We understand the concern that to talk about spiritual things in an insensitive way can be off putting, creating a barrier of religiosity. However, we have found that most people are eager to talk about themselves and what really matters to them. When we have a conversation with someone new, we easily can say something simple like, “Tell me about yourself”; or, “Tell me who you really are”; or, “What’s important to you?”

If they share some of their story, we simply listen. We listen as if we have all the time in the world. We listen on behalf of all the times we have failed to listen in the past.

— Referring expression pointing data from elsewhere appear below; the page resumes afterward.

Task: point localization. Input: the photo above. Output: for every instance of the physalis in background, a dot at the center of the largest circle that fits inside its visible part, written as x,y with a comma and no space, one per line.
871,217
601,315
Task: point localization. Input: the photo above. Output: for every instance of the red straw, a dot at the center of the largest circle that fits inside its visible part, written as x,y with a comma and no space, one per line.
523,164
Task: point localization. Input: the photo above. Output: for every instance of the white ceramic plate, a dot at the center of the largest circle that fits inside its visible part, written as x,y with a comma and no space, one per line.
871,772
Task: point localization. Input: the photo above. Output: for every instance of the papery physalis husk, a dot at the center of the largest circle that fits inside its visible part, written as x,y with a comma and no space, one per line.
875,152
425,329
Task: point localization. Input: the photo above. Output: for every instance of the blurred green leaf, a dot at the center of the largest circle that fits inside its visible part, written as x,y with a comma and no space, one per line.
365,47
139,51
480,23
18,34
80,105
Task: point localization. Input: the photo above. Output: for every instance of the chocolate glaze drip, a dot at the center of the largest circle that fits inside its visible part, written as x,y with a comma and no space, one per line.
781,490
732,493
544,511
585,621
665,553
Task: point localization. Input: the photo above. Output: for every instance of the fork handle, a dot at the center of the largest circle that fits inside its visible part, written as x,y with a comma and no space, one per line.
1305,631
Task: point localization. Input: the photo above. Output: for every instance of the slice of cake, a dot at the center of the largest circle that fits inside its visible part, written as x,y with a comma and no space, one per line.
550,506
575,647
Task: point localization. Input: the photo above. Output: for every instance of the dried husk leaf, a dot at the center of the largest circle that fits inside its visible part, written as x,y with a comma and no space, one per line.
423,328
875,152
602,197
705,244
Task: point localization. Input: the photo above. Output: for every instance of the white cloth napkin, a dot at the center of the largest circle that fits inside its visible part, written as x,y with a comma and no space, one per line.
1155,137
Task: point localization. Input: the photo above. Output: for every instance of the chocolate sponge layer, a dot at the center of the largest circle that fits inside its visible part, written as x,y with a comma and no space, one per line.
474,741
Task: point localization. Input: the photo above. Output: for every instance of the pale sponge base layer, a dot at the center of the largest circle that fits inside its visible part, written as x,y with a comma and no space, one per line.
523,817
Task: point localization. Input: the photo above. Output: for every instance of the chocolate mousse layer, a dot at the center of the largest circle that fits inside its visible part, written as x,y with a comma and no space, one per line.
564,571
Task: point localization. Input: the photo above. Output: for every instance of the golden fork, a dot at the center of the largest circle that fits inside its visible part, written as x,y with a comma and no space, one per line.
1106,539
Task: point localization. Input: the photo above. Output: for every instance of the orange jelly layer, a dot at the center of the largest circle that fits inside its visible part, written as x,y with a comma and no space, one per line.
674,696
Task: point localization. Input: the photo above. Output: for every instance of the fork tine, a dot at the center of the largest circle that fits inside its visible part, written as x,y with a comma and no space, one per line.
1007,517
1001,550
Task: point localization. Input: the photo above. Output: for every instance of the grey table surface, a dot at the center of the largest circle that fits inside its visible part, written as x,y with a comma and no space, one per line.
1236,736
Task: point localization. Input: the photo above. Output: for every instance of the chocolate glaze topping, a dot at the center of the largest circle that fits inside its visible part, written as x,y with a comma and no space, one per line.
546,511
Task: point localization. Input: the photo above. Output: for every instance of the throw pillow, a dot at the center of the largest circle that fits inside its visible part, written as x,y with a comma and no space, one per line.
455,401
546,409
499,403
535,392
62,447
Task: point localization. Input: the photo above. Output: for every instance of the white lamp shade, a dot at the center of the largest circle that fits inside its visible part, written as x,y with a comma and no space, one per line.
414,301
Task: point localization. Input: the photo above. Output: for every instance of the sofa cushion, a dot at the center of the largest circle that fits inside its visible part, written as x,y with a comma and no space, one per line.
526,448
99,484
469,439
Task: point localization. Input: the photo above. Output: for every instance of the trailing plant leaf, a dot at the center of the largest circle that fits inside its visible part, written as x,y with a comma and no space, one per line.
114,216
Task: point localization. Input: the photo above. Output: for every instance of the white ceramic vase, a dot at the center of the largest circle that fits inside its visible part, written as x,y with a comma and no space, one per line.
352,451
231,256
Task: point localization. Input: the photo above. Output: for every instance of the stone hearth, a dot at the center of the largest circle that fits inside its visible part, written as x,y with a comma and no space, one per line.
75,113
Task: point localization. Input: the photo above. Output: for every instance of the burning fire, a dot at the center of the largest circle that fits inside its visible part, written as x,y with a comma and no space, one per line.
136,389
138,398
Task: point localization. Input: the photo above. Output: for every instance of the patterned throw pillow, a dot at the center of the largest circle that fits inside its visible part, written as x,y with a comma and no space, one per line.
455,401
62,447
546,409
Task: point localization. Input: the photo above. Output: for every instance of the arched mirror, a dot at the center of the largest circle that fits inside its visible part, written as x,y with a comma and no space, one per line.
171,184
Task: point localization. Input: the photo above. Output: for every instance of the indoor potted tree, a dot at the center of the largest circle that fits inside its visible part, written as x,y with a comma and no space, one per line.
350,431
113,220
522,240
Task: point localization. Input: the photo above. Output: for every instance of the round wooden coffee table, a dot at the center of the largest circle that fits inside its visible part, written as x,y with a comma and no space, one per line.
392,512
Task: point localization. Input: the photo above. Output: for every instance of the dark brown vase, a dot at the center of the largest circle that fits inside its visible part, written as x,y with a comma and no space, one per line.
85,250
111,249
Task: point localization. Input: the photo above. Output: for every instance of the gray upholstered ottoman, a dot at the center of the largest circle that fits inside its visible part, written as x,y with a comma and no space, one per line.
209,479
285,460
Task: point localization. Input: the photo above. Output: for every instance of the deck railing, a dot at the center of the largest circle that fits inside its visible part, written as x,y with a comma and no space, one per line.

Then we share with them something of who we are. Perhaps we say something like, “I don’t know if this might be true for you, but I have found that I sometimes have trouble being who I want to be and living what I want to live. I don’t know about your life, but mine has had a lot of brokenness in it and I find myself struggling with feeling loved. I need others for support: One of the things that has helped me is a group I’m in where we’re trying to learn how to love and be loved. Would something like that be of interest to you?” You’ll be surprised how often people respond gratefully to this sort of encounter and invitation.

Regardless of what we say in these moments, it is our presence, experienced through our deep listening and our willingness to reveal something genuine about ourselves, that matters most, Our acceptance conveys God’s acceptance. What happens next is God’s business, not ours. Our task is to be available and to see each other the way God sees us to see how we look in God’s eyes. Looking at each other that way evokes that true nature in us. Who wouldn’t want to be around people like that?